# Distributed Training - Qwen2.5-7B-Instruct with FSDP2

This Kaggle notebook demonstrates fine-tuning the Qwen2.5-7B-Instruct model using Fully Sharded Data Parallelism version 2 (FSDP2) with QLoRA (4-bit quantization via BitsAndBytes) for parameter-efficient training. The setup runs on Kaggle's free dual T4 GPUs, leveraging mixed precision, CPU offloading, activation checkpointing, and LoRA adapters to minimize VRAM usage during distributed training.

The training logic is in a Python script (required for Accelerate’s multi-process launch) with inline comments for clarity. Post-training, we plot the training loss to visualize progress.

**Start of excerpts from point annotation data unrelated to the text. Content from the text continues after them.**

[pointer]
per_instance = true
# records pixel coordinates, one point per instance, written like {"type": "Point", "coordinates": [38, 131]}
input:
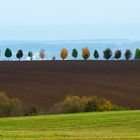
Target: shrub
{"type": "Point", "coordinates": [107, 53]}
{"type": "Point", "coordinates": [13, 107]}
{"type": "Point", "coordinates": [30, 54]}
{"type": "Point", "coordinates": [74, 53]}
{"type": "Point", "coordinates": [32, 111]}
{"type": "Point", "coordinates": [8, 53]}
{"type": "Point", "coordinates": [85, 53]}
{"type": "Point", "coordinates": [128, 54]}
{"type": "Point", "coordinates": [118, 54]}
{"type": "Point", "coordinates": [137, 54]}
{"type": "Point", "coordinates": [64, 53]}
{"type": "Point", "coordinates": [10, 107]}
{"type": "Point", "coordinates": [42, 54]}
{"type": "Point", "coordinates": [96, 54]}
{"type": "Point", "coordinates": [19, 54]}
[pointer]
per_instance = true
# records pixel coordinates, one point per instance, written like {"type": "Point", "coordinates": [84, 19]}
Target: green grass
{"type": "Point", "coordinates": [82, 126]}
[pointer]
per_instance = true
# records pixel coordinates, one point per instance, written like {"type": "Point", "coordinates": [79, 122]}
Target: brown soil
{"type": "Point", "coordinates": [43, 83]}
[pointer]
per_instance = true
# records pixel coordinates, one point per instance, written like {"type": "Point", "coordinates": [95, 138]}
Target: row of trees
{"type": "Point", "coordinates": [107, 54]}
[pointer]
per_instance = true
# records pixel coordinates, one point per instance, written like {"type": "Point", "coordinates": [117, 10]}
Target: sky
{"type": "Point", "coordinates": [69, 19]}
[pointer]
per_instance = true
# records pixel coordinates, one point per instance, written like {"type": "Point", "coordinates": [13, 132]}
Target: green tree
{"type": "Point", "coordinates": [74, 53]}
{"type": "Point", "coordinates": [128, 54]}
{"type": "Point", "coordinates": [96, 54]}
{"type": "Point", "coordinates": [42, 54]}
{"type": "Point", "coordinates": [107, 53]}
{"type": "Point", "coordinates": [64, 53]}
{"type": "Point", "coordinates": [30, 54]}
{"type": "Point", "coordinates": [19, 54]}
{"type": "Point", "coordinates": [118, 54]}
{"type": "Point", "coordinates": [85, 53]}
{"type": "Point", "coordinates": [137, 54]}
{"type": "Point", "coordinates": [8, 53]}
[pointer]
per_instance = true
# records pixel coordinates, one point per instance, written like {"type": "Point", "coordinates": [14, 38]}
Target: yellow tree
{"type": "Point", "coordinates": [85, 53]}
{"type": "Point", "coordinates": [64, 53]}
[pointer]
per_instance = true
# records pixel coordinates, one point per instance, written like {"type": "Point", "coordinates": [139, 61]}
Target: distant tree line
{"type": "Point", "coordinates": [107, 54]}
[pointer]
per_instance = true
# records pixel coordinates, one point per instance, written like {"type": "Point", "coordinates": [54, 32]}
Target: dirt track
{"type": "Point", "coordinates": [43, 83]}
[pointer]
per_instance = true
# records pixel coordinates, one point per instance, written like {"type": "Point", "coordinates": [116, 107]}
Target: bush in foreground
{"type": "Point", "coordinates": [13, 107]}
{"type": "Point", "coordinates": [73, 104]}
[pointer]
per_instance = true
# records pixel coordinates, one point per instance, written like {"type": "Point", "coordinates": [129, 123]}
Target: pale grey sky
{"type": "Point", "coordinates": [69, 19]}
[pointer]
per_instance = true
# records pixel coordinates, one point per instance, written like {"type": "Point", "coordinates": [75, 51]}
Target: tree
{"type": "Point", "coordinates": [137, 54]}
{"type": "Point", "coordinates": [42, 54]}
{"type": "Point", "coordinates": [96, 54]}
{"type": "Point", "coordinates": [74, 53]}
{"type": "Point", "coordinates": [19, 54]}
{"type": "Point", "coordinates": [128, 54]}
{"type": "Point", "coordinates": [64, 53]}
{"type": "Point", "coordinates": [30, 54]}
{"type": "Point", "coordinates": [8, 53]}
{"type": "Point", "coordinates": [107, 53]}
{"type": "Point", "coordinates": [85, 53]}
{"type": "Point", "coordinates": [118, 54]}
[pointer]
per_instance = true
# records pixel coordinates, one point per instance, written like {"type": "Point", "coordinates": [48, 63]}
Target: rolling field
{"type": "Point", "coordinates": [82, 126]}
{"type": "Point", "coordinates": [43, 83]}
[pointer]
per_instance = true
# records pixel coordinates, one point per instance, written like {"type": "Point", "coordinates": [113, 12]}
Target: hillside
{"type": "Point", "coordinates": [43, 83]}
{"type": "Point", "coordinates": [106, 125]}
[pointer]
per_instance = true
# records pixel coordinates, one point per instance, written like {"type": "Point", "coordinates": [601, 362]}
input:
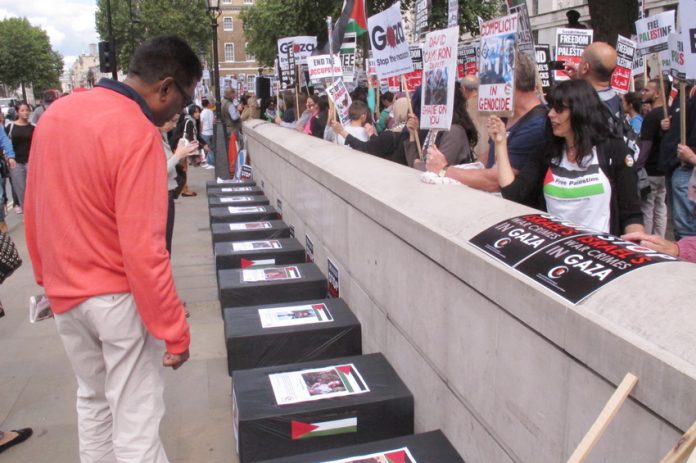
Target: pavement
{"type": "Point", "coordinates": [37, 385]}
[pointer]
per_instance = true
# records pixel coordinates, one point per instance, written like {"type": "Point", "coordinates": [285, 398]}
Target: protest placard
{"type": "Point", "coordinates": [422, 16]}
{"type": "Point", "coordinates": [439, 74]}
{"type": "Point", "coordinates": [653, 32]}
{"type": "Point", "coordinates": [496, 66]}
{"type": "Point", "coordinates": [677, 67]}
{"type": "Point", "coordinates": [625, 52]}
{"type": "Point", "coordinates": [467, 58]}
{"type": "Point", "coordinates": [338, 93]}
{"type": "Point", "coordinates": [525, 39]}
{"type": "Point", "coordinates": [570, 43]}
{"type": "Point", "coordinates": [542, 56]}
{"type": "Point", "coordinates": [389, 44]}
{"type": "Point", "coordinates": [415, 77]}
{"type": "Point", "coordinates": [688, 25]}
{"type": "Point", "coordinates": [320, 67]}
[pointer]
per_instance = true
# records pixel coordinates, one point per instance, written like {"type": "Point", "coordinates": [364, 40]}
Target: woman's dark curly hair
{"type": "Point", "coordinates": [588, 119]}
{"type": "Point", "coordinates": [461, 115]}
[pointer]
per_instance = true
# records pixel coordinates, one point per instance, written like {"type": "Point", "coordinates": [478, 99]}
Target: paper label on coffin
{"type": "Point", "coordinates": [255, 263]}
{"type": "Point", "coordinates": [306, 314]}
{"type": "Point", "coordinates": [270, 274]}
{"type": "Point", "coordinates": [237, 189]}
{"type": "Point", "coordinates": [256, 245]}
{"type": "Point", "coordinates": [243, 209]}
{"type": "Point", "coordinates": [235, 199]}
{"type": "Point", "coordinates": [402, 455]}
{"type": "Point", "coordinates": [250, 226]}
{"type": "Point", "coordinates": [317, 384]}
{"type": "Point", "coordinates": [302, 430]}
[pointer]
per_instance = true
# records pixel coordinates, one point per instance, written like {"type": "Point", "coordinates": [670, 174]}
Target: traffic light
{"type": "Point", "coordinates": [106, 58]}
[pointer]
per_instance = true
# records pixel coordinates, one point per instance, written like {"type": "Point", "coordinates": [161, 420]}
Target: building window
{"type": "Point", "coordinates": [229, 52]}
{"type": "Point", "coordinates": [249, 56]}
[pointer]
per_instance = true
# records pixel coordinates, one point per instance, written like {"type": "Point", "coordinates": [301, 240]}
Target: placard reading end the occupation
{"type": "Point", "coordinates": [568, 259]}
{"type": "Point", "coordinates": [306, 314]}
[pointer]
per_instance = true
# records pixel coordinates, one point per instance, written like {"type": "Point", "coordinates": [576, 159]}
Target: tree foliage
{"type": "Point", "coordinates": [187, 19]}
{"type": "Point", "coordinates": [612, 18]}
{"type": "Point", "coordinates": [27, 57]}
{"type": "Point", "coordinates": [269, 20]}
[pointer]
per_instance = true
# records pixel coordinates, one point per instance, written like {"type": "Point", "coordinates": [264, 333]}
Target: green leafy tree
{"type": "Point", "coordinates": [27, 57]}
{"type": "Point", "coordinates": [135, 21]}
{"type": "Point", "coordinates": [269, 20]}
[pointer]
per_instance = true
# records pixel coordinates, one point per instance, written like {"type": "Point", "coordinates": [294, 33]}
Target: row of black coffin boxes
{"type": "Point", "coordinates": [379, 422]}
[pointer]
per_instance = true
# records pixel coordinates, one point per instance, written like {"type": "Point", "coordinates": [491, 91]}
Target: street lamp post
{"type": "Point", "coordinates": [214, 10]}
{"type": "Point", "coordinates": [222, 163]}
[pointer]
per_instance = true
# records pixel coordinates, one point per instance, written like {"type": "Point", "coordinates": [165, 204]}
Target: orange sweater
{"type": "Point", "coordinates": [96, 208]}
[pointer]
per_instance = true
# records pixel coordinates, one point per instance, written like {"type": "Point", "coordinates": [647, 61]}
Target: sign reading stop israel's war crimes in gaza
{"type": "Point", "coordinates": [568, 259]}
{"type": "Point", "coordinates": [389, 45]}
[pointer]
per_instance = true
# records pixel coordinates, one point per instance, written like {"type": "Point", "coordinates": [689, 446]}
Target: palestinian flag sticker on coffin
{"type": "Point", "coordinates": [402, 455]}
{"type": "Point", "coordinates": [302, 430]}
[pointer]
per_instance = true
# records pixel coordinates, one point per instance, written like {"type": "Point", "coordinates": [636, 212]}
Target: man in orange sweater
{"type": "Point", "coordinates": [96, 208]}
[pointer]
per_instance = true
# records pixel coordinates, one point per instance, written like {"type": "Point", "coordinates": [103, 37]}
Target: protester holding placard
{"type": "Point", "coordinates": [456, 144]}
{"type": "Point", "coordinates": [581, 175]}
{"type": "Point", "coordinates": [525, 129]}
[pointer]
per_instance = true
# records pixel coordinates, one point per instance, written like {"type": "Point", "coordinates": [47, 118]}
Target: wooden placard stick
{"type": "Point", "coordinates": [410, 110]}
{"type": "Point", "coordinates": [662, 86]}
{"type": "Point", "coordinates": [684, 447]}
{"type": "Point", "coordinates": [605, 417]}
{"type": "Point", "coordinates": [682, 112]}
{"type": "Point", "coordinates": [297, 96]}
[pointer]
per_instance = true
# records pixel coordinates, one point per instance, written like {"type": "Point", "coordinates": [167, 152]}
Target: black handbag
{"type": "Point", "coordinates": [9, 257]}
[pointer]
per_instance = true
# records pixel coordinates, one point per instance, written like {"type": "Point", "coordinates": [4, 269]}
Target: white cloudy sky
{"type": "Point", "coordinates": [68, 23]}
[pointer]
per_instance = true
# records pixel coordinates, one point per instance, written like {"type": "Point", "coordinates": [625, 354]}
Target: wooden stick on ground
{"type": "Point", "coordinates": [605, 417]}
{"type": "Point", "coordinates": [410, 110]}
{"type": "Point", "coordinates": [683, 448]}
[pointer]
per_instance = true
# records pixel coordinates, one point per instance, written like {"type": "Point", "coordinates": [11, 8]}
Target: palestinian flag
{"type": "Point", "coordinates": [302, 430]}
{"type": "Point", "coordinates": [253, 263]}
{"type": "Point", "coordinates": [357, 21]}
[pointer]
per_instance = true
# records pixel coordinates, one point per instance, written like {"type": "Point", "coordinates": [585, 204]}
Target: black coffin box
{"type": "Point", "coordinates": [270, 284]}
{"type": "Point", "coordinates": [268, 335]}
{"type": "Point", "coordinates": [230, 254]}
{"type": "Point", "coordinates": [228, 183]}
{"type": "Point", "coordinates": [242, 214]}
{"type": "Point", "coordinates": [265, 430]}
{"type": "Point", "coordinates": [429, 447]}
{"type": "Point", "coordinates": [245, 231]}
{"type": "Point", "coordinates": [217, 201]}
{"type": "Point", "coordinates": [235, 191]}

This aligns with the repo’s focus on efficient, GPU-friendly fine-tuning.

### Setup

In [None]:
!pip install --quiet trl accelerate==1.0.1 peft bitsandbytes git+https://github.com/huggingface/transformers.git

### Accelerate FSDP2 Configuration
The YAML config enables FSDP2 with:





- Sharding (version 2) and auto-wrapping for transformer layers.

- Optimizations: Reshard after forward, activation checkpointing, CPU offload, FP16 mixed precision.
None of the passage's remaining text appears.